Monday 28 January 2013

Rahul Gandhi's formal elevation

On the last day of the Congress party's 3-day Chintan Shivir(Deliberation Camp) in Jaipur, the capital of Rajasthan, from January 18-20, 2013, attended by 400 Congressmen and women from all over India, the long-awaited announcement for the heir-apparent Rahul Gandhi to take over the command of the dynastic party was made. Although the Congress Working Committee put its formal stamp on the elevation of Rahul as the Vice-President-number two in the line-up after the mother Sonia Gandhi as President, it is expected that given her advancing age and health issues, he will call the shots. There was  nothing surprising and earth-shaking about the development as he was practically virtually number two even as general secretary-though one of many in the heirarchy. However, the wave of jubilation and bursting of fire-crackers displayed by sycophants, including tearful senior leaders, seemed to suggest as if half the battle of the next general election of 2014 has already been won with the advent of Rahul.

Rahul Gandhi's own acceptance address had a high emotional quotient, devoid of any cohesive, clear vision. Some media comments called it "hollow rhetoric". His startling disclosure that when his mother came to his room in Jaipur after his appointment, she cried, saying "power is a poison"; one must beware of it. It is reported that she also  bitterly cried when her husband Rajiv Gandhi was about to assume the office of Prime Minister after the assassination of his mother, Mrs Indira Gandhi, then PM. Mrs Sonia Gandhi clearly did not want him to drink the "poison of power". However, if she genuinely, sincerely believes in the poisonous nature of power, why is she in it for so long? Is she not regarded as India's most powerful woman who wants to perpetuate her hold on it for the dynasty as long as possible? Doesn't she want her son Rahul Gandhi to be the next Prime Minister?
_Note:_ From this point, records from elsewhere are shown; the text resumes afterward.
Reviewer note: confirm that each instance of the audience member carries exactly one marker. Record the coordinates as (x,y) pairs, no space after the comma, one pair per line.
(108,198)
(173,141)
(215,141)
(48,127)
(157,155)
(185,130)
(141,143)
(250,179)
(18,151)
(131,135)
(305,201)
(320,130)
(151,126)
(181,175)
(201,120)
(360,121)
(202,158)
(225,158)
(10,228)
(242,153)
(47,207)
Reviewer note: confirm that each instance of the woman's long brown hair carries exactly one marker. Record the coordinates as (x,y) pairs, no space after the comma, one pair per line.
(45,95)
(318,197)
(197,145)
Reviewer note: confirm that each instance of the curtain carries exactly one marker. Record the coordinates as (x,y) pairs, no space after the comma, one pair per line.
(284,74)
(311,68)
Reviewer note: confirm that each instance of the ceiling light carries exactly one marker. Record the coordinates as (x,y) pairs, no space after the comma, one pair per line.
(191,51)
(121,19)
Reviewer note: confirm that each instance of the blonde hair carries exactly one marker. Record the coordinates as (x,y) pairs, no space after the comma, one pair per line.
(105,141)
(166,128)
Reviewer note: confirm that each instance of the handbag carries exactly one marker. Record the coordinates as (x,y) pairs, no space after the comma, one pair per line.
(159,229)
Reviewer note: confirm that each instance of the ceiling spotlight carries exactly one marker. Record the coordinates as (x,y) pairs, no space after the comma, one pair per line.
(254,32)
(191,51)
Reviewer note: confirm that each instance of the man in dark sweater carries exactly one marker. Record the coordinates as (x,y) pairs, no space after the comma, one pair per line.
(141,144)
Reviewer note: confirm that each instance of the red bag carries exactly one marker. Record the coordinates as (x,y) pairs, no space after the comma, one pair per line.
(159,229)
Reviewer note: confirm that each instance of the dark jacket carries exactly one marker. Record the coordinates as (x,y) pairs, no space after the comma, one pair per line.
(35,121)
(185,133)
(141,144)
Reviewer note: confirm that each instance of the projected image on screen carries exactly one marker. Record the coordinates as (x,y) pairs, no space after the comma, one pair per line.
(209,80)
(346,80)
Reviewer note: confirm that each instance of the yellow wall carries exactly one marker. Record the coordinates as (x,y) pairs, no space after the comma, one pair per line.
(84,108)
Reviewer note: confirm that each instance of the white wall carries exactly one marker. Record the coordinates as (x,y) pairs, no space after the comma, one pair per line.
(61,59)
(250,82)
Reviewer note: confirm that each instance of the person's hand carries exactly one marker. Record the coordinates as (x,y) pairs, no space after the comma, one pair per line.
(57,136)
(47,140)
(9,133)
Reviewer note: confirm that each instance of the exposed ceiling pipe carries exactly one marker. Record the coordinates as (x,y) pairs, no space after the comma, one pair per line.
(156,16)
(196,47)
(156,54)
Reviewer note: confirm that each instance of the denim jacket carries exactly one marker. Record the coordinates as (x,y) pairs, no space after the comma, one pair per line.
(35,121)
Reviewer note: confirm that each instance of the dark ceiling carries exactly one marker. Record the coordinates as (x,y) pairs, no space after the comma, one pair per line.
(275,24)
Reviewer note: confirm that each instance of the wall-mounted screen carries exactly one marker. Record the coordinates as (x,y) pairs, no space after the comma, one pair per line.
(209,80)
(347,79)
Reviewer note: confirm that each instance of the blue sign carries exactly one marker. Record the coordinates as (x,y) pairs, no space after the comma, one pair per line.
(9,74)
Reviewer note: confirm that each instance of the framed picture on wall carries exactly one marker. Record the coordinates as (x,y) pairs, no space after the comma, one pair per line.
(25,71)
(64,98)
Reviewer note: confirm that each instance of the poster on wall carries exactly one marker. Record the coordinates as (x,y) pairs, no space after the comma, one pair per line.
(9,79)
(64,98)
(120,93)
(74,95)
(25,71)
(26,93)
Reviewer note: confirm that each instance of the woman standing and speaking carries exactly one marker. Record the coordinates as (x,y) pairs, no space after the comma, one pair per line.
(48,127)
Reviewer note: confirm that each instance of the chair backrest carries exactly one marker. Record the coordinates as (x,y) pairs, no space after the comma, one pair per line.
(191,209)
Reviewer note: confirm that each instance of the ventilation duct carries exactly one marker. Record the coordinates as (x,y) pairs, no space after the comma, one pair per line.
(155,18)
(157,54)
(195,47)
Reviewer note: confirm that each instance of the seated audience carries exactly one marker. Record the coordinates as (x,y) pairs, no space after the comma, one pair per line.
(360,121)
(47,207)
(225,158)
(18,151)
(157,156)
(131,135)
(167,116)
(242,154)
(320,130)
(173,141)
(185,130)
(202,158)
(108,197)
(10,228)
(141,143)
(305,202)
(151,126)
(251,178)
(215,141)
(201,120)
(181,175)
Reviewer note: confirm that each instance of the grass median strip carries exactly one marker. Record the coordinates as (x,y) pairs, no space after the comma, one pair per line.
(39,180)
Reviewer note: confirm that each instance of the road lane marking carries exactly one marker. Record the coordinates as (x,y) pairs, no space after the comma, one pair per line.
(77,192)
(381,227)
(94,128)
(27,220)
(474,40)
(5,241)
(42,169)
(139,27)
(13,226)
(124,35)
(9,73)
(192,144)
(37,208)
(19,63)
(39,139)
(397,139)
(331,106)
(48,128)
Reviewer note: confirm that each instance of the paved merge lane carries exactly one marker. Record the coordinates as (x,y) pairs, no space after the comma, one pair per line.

What about the perks, privileges and pre-eminent position that power ensures? Are there any indications that she uses the power primarily for empowering the deprived, the dispossessed, the impoverished?

                   

Thursday 10 January 2013

Identity of Delhi bus gangrape victim

When the world knows the identity of the gangrape victim who was brutalised in a moving bus in Delhi on December 16, 2012 night, by six beastly men, including the driver and his brother, thanks to the victim's father himself revealing it in an interview to the London tabloid-the Sunday People, the Indian media is still unwilling to disclose it even though she died on December 29 in the Mount Elizabeth Hospital in Singapore  due to severe internal injuries. The relevant law in the Indian Criminal Procedure Code is quite clear that the identity of a rape victim cannot be revealed as long as the victim is alive; only the victim can do it. However, the law provides that it can be disclosed in the event of the rape victim's death by the next of kin. And, in this particular case, the father has given out the victim daughter's name:Jyoti Singh Pandey, in a recent interview in his UP village home, to Indian reporters of the British Sunday newspaper. He even showed them a family album, including her daughter's photographs. The newspaper has put the entire interview alongwith a few family pictures on its website with the exception of Jyoti on the specific request of the father.

But, amazingly and inexplicably, the Indian media continues to remain secretive, denying its readers the information the world, and those with access to internet, have already got. We want to perpetuate the brave 23-year-old woman's memory to inspire Indian women at large but, at the same time, we want to keep her nameless and a non-person, some people calling her "Nirbhaya" or "Damini". Why this charade? For how long? She is now dead. The stigma of rape haunts and traumatises the living. Shouldn't we honour the brave-heart-Jyoti-the eternal flame-by her name, as her father has done, to narrate her dreams and determination to lift her family from the pit of poverty through education of herself, her two younger brothers and her own physio-therapist job, even though the dreams had a sad end with her own premature, tragic death.